[This document serves as note 3 to my "Tristram Shandy and the Comedy of Context."]

Locke's 'Of Particles' (III, pp. 98-100) ends with an example of different uses of particles and this is probably parodied by the close of Sterne's Chapter xliii, Vol. V,

A WHITE BEAR! Very well. Have I ever seen one? Might I ever have seen one? Am I ever to see one? Ought I ever to see one? Or can I ever see one?

Would I had seen a white bear! (for how can I imagine it?)

If I should see a white bear, what should I say? If I should neve'r see a white bear, what then?

if I never have, can, must or shall see a white bear alive; have I ever seen the skin of one? Did I ever see one painted? — described? Have I ever dreamed of one?

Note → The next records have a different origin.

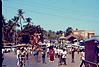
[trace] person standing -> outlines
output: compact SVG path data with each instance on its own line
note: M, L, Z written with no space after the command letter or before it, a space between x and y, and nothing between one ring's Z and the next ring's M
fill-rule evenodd
M42 50L42 63L45 63L46 64L45 58L46 58L46 49L43 48L43 50Z
M63 49L62 60L64 62L64 65L66 65L66 56L67 56L67 51L65 49Z
M20 59L19 59L19 55L20 55L21 51L20 51L20 48L18 47L17 48L17 51L16 51L16 57L17 57L17 66L19 67L19 62L20 62Z
M72 55L72 63L74 63L74 56L75 56L75 49L72 47L71 49L71 55Z
M59 58L59 62L58 62L58 65L62 65L62 53L63 53L63 49L62 48L59 48L58 49L58 58Z
M49 50L49 57L51 62L54 62L54 54L55 52L54 52L53 46L51 46Z
M85 65L85 52L84 52L84 49L82 49L81 53L80 53L80 58L81 58L81 64L80 64L80 67L82 67L82 65L84 64Z

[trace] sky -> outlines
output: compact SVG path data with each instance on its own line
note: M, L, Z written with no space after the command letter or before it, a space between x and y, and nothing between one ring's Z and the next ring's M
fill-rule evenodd
M99 0L2 0L2 14L8 20L23 9L24 18L45 30L65 31L68 27L95 30L99 35Z

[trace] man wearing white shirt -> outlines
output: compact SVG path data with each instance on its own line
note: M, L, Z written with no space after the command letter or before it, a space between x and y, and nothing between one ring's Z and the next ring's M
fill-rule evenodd
M61 48L58 49L59 65L62 65L62 53L63 53L63 50Z

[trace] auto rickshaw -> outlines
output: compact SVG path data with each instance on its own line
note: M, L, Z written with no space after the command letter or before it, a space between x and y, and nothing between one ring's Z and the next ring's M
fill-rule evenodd
M99 67L99 38L87 39L85 45L85 67Z

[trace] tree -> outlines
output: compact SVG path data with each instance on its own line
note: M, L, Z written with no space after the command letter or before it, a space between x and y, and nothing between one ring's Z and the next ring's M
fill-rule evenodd
M72 29L72 27L68 27L68 28L66 29L66 34L65 34L65 36L68 36L68 35L70 35L71 33L73 33L73 29Z

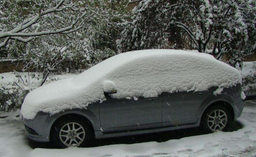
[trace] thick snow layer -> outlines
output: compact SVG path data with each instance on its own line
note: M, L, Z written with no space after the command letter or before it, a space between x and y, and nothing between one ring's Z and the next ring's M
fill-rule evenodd
M137 51L116 55L75 77L36 89L26 97L21 111L24 118L32 119L39 111L54 114L85 108L90 103L104 100L104 90L114 85L117 93L111 96L120 98L204 91L241 82L238 71L209 54L173 50Z
M12 116L0 118L0 157L225 157L233 155L255 157L256 101L245 101L241 117L233 123L242 126L238 130L236 128L231 132L218 132L198 135L197 133L201 131L198 129L181 130L180 132L175 131L174 133L168 132L98 141L99 145L110 144L108 145L63 149L47 149L49 147L47 145L37 143L37 145L33 143L30 144L33 147L31 147L25 133L21 116L16 117L16 113L13 113ZM2 116L0 112L0 117ZM184 132L187 133L185 136L182 135ZM181 136L186 137L180 138L179 137ZM166 140L169 140L161 142L154 141L160 138L165 139L165 137L169 137ZM153 141L146 142L149 141ZM140 143L112 144L130 143L128 141L139 141ZM43 148L39 148L42 146Z

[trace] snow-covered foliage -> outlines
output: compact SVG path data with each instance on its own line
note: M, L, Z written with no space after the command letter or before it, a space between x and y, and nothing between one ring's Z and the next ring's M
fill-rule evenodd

Did my father, mother, uncle, brothers or sisters, ever see a white bear? What would they give? How would they behave? How would the white bear have 6ehaved? Is he wild? Tame? Terrible? Rough? Smooth?

— Is the white bear worth seeing?

— Is there no sin in it?

Is it better than a BLACK ONE? (pp. 406-407)

Once again, Sterne transfers something from one context to another, gradually taking the questions not as exercises but as actual inquiries.


Locke, John. An Essay Concerning Human Understanding. Ed. Alexander Campbell Fraser. New York, 1959.

Sterne, Laurence. The Life and Opinions of Tristram Shandy, Gentleman. ed. James Aiken Work. New York, 1940.